The Forest Hills has been marketed as a werewolf movie, and the creatures are a presence in the story. We get glimpses of the things stalking through the woods. But don’t go into this one expecting a straightforward creature feature. This may be the most bizarre head-trip werewolf movie ever made. The official synopsis for the story crafted by Goldberg is “a man is tormented by nightmarish visions after enduring head trauma while camping in the Catskill woods.” That’s the description to keep in mind, because the movie is all about Rico experiencing terrifying hallucinations, losing touch with reality, losing control of himself. The movie trips right along with him, showing us scattered fragments of messed-up moments, so we can never be sure what is actually happening and what is only going on in Rico’s mind. Which is the same problem Rico is having.

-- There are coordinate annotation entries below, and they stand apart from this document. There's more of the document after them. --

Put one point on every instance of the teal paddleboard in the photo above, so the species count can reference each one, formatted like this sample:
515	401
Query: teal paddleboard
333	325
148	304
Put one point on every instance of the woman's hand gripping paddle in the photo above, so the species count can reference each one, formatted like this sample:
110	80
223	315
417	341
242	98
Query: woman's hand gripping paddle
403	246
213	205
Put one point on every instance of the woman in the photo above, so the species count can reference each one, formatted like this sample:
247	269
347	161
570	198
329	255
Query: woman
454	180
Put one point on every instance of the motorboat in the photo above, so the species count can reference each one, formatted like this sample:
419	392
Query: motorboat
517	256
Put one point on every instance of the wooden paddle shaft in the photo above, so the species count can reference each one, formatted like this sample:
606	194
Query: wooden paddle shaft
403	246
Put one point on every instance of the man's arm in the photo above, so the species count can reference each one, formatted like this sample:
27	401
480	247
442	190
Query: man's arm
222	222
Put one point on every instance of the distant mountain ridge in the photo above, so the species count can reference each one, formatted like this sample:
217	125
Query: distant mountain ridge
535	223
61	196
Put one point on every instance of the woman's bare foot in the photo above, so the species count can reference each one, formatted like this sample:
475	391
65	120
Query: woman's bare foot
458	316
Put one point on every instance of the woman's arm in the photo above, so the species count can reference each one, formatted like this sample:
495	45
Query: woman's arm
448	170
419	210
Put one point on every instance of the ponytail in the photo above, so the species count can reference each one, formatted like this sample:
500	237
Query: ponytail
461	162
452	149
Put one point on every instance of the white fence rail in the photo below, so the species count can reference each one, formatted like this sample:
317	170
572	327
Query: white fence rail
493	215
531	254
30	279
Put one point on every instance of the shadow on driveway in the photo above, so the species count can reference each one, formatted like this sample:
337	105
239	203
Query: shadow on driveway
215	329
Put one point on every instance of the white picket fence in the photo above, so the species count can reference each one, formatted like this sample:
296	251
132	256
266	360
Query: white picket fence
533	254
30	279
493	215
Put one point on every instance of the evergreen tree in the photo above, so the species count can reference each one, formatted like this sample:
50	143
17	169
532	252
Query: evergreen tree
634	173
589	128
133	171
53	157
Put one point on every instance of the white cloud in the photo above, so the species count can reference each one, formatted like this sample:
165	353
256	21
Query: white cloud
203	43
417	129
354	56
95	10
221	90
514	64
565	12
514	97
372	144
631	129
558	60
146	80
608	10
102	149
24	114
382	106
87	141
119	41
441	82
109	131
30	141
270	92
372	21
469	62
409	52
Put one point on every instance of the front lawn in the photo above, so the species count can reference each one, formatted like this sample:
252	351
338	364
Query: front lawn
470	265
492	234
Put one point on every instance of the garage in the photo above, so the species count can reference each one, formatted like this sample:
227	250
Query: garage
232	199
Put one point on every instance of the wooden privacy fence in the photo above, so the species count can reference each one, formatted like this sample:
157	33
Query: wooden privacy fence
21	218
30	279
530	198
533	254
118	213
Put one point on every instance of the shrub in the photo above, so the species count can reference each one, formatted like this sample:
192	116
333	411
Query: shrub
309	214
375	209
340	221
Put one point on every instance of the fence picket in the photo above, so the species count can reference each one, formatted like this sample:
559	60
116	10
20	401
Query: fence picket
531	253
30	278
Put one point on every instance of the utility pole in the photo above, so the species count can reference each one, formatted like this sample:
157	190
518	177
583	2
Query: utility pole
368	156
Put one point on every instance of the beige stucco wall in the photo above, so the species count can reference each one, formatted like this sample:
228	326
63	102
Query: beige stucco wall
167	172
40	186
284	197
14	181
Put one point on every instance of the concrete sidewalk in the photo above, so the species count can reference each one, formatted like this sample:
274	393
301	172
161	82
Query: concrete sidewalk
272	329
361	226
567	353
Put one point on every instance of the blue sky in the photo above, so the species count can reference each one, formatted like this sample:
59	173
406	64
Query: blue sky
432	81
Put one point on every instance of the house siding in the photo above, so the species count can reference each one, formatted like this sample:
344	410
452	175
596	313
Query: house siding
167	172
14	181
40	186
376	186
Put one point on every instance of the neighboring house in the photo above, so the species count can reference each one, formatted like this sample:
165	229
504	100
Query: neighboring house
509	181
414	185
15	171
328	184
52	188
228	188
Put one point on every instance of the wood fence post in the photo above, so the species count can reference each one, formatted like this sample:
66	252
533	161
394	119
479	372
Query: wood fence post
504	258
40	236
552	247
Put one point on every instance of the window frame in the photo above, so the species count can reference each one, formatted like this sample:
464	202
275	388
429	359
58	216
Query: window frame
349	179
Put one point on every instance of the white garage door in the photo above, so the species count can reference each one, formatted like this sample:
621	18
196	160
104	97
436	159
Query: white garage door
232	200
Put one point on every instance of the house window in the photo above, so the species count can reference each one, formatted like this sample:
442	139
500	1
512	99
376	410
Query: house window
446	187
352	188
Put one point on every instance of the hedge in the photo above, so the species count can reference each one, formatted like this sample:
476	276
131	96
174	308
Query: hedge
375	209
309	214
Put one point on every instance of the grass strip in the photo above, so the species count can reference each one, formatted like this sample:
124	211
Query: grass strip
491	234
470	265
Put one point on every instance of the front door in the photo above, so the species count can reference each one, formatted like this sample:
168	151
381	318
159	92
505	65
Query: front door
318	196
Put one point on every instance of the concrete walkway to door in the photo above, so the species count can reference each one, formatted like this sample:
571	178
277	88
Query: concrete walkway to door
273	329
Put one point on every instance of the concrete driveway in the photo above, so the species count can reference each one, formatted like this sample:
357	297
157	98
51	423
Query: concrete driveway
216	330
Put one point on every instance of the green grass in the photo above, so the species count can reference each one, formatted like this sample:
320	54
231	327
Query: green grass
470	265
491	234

Are there werewolves? Is Rico a werewolf? Is he a serial killer? We can’t be sure – but one thing is for sure, and it’s the fact that Chiko Mendez put his all into this performance. We have Shelley Duvall up front and a supporting cast that includes appearances by Sleepaway Camp’s Felissa Rose, The Howling’s Dee Wallace, Halloween III: Season of the Witch’s Stacey Nelkin, Halloween: The Curse of Michael Myers’ Marianne Hagan, and Terminator 2’s Edward Furlong, but Mendez carries the majority of the film on his shoulders. He has a lot of very intense scenes to play, and he handles it all well, making Rico’s descent into madness completely convincing. His work in this film is quite impressive.

But even though I was impressed by Mendez, had fun spotting familiar faces in the supporting case, and loved seeing Duvall again, I can’t say I found The Forest Hills to be an ideal viewing experience. Trippy, scattered, “is this real or not?” movies just aren’t for me, so this isn’t the sort of movie I would turn to for entertainment. I’m glad I saw it once, but it’s not something I could watch multiple times. Goldberg did a good job of capturing and assembling the images that go with Rico’s mental health crisis, but I would have enjoyed it more if there were a more straightforward approach taken to the storytelling, with a more satisfactory ending. That’s just personal preference, and I’m sure there are plenty of horror fans out there who will be enthralled by the wild ride this movie takes the viewer on.

The Forest Hills is dedicated to the memory of George A. Romero, which was nice to see, since Romero is one of my cinematic heroes. His fellow genre filmmaker John Carpenter also gets a special thanks – and the score Goldberg composed with Mark Nadolski has strong Carpenter vibes at times, even bringing to mind the music Carpenter recently composed (alongside Cody Carpenter and Daniel Davies) for Blumhouse’s Halloween sequel trilogy.

This movie is definitely worth checking out to see the actors at work, but if you were expecting a straightforward horror movie about werewolves lurking in the forest, set aside those expectations and prepare for a descent into madness.